Пожалуй, ненадолго переведу дыхание и остановлю своё пламенное кайло, чтобы кое в чём сознаться (как на духу)... Всё же, в своей (бес)пристрастной строгости я (был) не совсем прав к дяде-Диме Берковичу, с первого же шага отказав ему в исключительности дарований и талантов. Потому что именно здесь, глубоко между наваленной кучи отдельных слов и скрывается мрачная правда... про его громадный & не...постижимый гений, ту удивительную & щáсливую способность, которой (опять же, говоря к примеру) был напрочь лишён и дядюшка-Альфонс, и Эрик, и сен-Мишель, и (наконец) — податель сего (не путать с предателем сего). Именно так. И здесь, не сходя с этого места, мне было бы особенно у’местно сделать веский шаг назад, чтобы в очередной раз, не боясь повторить и повториться, дать слово герру Фридриху..., нашему трижды скорбному профессору, во времена последних лет жизни которого (не слишком ли?) успешный студент Беркович начинал учиться в Киевском университете: будущий доктор, не иначе. Или доктор права, на худой конец... Короче говоря: врач, божией милостию.
— И в самом деле, уж не является ли «безрукий Рафаэль» или «умерший в детстве Моцарт» (если понимать это расхожее выражение в самом общем смысле) не каким-то редчайшим исключением, а кошмарным правилом в случае всякого гения? Не слишком ли груб и жесток этот мир для тех, кто пришёл в него один, а не целой толпой? — Говоря иными словами, вполне возможно, что большинство гениев исчезает в безвестности, и даже самые следы их очень скоро растворяются в мутном потоке жизни без малейшего остатка. — Ведь гений, возможно, он вовсе не так редок и исключителен, как об этом принято думать, и люди исключительных способностей появляются на свет в сотни и даже тысячи раз чаще, чем мы об этом узнаём.
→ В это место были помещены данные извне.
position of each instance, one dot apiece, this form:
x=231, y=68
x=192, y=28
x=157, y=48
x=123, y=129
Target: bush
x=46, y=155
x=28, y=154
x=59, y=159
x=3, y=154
Но у них слишком нечасто имеются в запасе те необходимые шестьсот когтистых рук, чтобы в нужную минуту успеть прижать к ногтю «счастливый момент», схватить за волосы фортуну, оттаскать судьбу за бороду и зажать в кулаке удачный случай! Увы..., так случается слишком редко — и все эти случаи мы можем буквально пересчитать по пальцам, при том постоянно путая исключительного человека и громкий успех... Именно поэтому мы снова и снова восклицаем с восторгом, показывая пальцем на счастливчика: смотрите, вон гений! — при этом одновременно продолжая отталкивать, теснить и топтать ногами десятки ему подобных...[23] И правда... Как оказалось, эти странные два господина (настоящая знать, в своём роде), не имевшие (при жизни) чести знать Диму Берко́вича, описали его тип с удивительной точностию попадания (прямо, пальцем в нёбо). Его удивительный и непостижимый (для нашего брата) гений состоял именно в том, чтобы в нужное время и в нужном месте иметь в запасе те необходимые шестьсот когтистых рук, чтобы успеть прижать к ногтю «счастливый момент», схватить за волосы фортуну, оттаскать судьбу за бороду и зажать в (левом) кулаке удачный случай...[23] С одною только поправкой, пожалуй.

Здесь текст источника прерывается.